According to the latest data from the State Bank of Vietnam (SBV), by the end of May 2025, credit growth reached 6.52%, 2.7 times higher than the same period in 2024 (2.41%).
It is estimated that in just the first 5 months of the year, outstanding credit balance of the entire economy increased by more than 1 million billion VND, reaching 16.6 million billion VND, the highest increase in many years.
In the last 10 days of May, credit increased by 0.93%, reflecting a very fast capital injection rate. The credit growth target for 2025 is 16%, equivalent to about 2.5 million billion VND, showing that the banking industry has strong expectations for its role in supporting economic growth.
Credit is clearly differentiated by sector and banking group. Banks specializing in production maintain average growth, while banks with strengths in real estate and public investment record higher growth rates.
Credit recovery is not only taking place at the central level but also spreading to localities. In the Mekong Delta region, as of the end of May 2025, the State Bank of Vietnam regional branches 14 (including Can Tho, Hau Giang, Soc Trang, Vinh Long, Bac Lieu ) recorded a total outstanding loan balance of VND 403,850 billion, an increase of 4.7% compared to the end of the previous year. Of which, outstanding loans for the trade and service sector accounted for nearly 69%, followed by industry, construction (20.7%) and agriculture - forestry - fishery (more than 10%).
Another favorable factor promoting credit is the low interest rate level. Currently, short-term loan interest rates are only about 5%/year, while medium and long-term interest rates are about 7%/year. This is considered "cheap capital", helping businesses reduce investment costs, expand production and business after the recession.
According to Dr. Nguyen Quoc Hung, Vice Chairman and General Secretary of the Vietnam Banking Association, low interest rates are an important driving force to stimulate demand for loans, especially in the context of businesses recovering production and business. He emphasized that policies to reduce interest rates, reform procedures and diversify credit products are key factors that help banks effectively accompany the business community.
However, despite rapid credit growth and low interest rates, not all businesses are eligible to access capital. According to economist Nguyen Quang Huy, banks currently prioritize lending to customers with large collateral, good credit history, clear business plans and stable profits. This makes it difficult for small and medium-sized enterprises – which have been heavily affected by the pandemic and economic fluctuations – to borrow capital.
The lending conditions themselves are still very strict. Many businesses do not have enough financial capacity to prove their ability to repay debts, or do not have collateral to meet the requirements of banks. This is a major barrier, reducing the effectiveness of credit capital flow to the entire economy.
Abundant liquidity, but potential risks
Another aspect to note is the excess liquidity in the banking system. According to a report from SHS Research, interbank interest rates have dropped to just 2.71%, the lowest level since the beginning of the year. Notably, the SBV has not withdrawn net liquidity through treasury bills, showing that it is proactively “loosening the amount” to support the market.
However, according to SHS, if the liquidity surplus persists without being neutralized in time, it will lead to distortions in asset valuation, increasing the risk of monetary policy misalignment.
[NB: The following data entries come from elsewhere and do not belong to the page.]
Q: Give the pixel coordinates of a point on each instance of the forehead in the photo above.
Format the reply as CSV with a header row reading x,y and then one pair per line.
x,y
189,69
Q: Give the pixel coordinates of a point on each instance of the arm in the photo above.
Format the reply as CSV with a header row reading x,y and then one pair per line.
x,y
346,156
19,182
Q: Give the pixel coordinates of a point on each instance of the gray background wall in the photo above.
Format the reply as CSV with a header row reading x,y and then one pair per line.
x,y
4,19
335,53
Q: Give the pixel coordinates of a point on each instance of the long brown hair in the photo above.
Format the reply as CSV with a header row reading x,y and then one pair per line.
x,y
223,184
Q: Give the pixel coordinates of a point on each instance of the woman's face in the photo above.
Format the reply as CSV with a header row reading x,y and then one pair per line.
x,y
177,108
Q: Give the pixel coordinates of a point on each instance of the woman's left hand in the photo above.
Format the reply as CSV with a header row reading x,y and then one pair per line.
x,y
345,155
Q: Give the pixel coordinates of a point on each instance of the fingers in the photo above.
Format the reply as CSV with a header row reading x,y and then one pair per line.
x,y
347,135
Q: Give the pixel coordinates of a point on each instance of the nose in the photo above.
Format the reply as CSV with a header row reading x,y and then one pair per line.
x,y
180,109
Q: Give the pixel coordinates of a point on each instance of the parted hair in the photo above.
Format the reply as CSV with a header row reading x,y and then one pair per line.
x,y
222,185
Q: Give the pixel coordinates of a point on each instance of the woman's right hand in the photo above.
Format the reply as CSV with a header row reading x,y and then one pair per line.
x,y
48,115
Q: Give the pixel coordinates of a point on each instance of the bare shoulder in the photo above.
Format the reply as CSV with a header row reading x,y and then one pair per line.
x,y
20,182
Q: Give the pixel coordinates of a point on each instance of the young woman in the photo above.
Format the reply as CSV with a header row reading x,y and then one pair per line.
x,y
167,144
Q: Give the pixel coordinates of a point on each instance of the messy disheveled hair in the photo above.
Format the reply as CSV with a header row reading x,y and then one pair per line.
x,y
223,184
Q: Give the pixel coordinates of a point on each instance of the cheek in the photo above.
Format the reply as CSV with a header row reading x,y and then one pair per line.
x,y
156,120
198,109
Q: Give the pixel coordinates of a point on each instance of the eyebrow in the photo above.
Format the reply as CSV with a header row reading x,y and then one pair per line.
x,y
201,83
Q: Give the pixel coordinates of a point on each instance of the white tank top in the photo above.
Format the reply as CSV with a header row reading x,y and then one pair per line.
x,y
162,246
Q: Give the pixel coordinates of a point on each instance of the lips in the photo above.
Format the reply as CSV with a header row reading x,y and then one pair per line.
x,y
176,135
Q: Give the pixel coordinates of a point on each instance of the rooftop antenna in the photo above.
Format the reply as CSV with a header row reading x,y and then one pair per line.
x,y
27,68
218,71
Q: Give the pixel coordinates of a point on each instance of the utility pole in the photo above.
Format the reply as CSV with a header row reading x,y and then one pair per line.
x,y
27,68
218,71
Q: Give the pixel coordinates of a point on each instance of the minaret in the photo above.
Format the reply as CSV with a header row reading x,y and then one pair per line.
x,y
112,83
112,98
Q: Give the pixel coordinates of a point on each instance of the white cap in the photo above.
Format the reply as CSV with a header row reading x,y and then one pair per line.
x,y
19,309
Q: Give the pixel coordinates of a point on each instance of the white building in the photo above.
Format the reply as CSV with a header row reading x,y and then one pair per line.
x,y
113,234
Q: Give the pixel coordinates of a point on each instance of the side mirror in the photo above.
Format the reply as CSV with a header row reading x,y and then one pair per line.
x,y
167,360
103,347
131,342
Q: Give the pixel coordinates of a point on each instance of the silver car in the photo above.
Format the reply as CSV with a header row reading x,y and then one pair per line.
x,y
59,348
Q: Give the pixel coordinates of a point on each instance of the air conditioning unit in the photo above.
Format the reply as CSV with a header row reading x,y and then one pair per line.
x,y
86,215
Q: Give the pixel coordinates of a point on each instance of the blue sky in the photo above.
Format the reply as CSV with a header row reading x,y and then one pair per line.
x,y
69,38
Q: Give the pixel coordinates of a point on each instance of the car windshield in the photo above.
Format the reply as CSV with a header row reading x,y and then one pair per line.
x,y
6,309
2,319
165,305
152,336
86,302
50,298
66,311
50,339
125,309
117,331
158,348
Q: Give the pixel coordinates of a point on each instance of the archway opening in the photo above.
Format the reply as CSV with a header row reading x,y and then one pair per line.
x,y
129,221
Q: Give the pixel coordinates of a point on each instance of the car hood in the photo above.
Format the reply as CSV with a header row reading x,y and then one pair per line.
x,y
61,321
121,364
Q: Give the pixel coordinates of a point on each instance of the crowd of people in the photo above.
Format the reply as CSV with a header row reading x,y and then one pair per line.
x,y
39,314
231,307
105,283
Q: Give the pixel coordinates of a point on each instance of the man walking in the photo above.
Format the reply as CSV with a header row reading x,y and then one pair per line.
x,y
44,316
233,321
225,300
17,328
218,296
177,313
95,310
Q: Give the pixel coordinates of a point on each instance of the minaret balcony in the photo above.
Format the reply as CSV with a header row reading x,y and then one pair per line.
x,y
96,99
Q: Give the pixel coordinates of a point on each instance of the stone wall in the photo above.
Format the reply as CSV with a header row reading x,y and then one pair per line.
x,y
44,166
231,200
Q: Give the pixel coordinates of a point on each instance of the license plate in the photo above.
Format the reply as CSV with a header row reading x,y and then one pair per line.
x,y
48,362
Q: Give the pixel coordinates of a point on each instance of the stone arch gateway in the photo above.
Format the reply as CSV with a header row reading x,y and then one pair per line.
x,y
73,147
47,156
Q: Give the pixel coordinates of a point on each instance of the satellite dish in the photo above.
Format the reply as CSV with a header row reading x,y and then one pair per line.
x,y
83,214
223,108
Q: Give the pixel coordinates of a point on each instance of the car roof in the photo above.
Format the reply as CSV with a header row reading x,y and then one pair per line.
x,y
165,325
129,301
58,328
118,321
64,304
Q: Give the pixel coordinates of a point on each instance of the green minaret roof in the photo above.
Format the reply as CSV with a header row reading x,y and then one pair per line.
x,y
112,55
WiGroup's Q1/2025 report also warned: despite high credit growth, asset quality is under pressure. The industry-wide bad debt ratio has reached 2.16%, up nearly 18.5% year-on-year. At the same time, the bad debt coverage ratio has dropped to 80%, indicating that the provisioning level is slowing down.
Faced with existing challenges, many experts believe that, in addition to maintaining low interest rates and credit growth, banks need to design separate credit support packages for small and micro enterprises that are being "left behind".
Without improving access to capital for this group, even if credit flows increase, it will be difficult to bring about widespread spillover effects.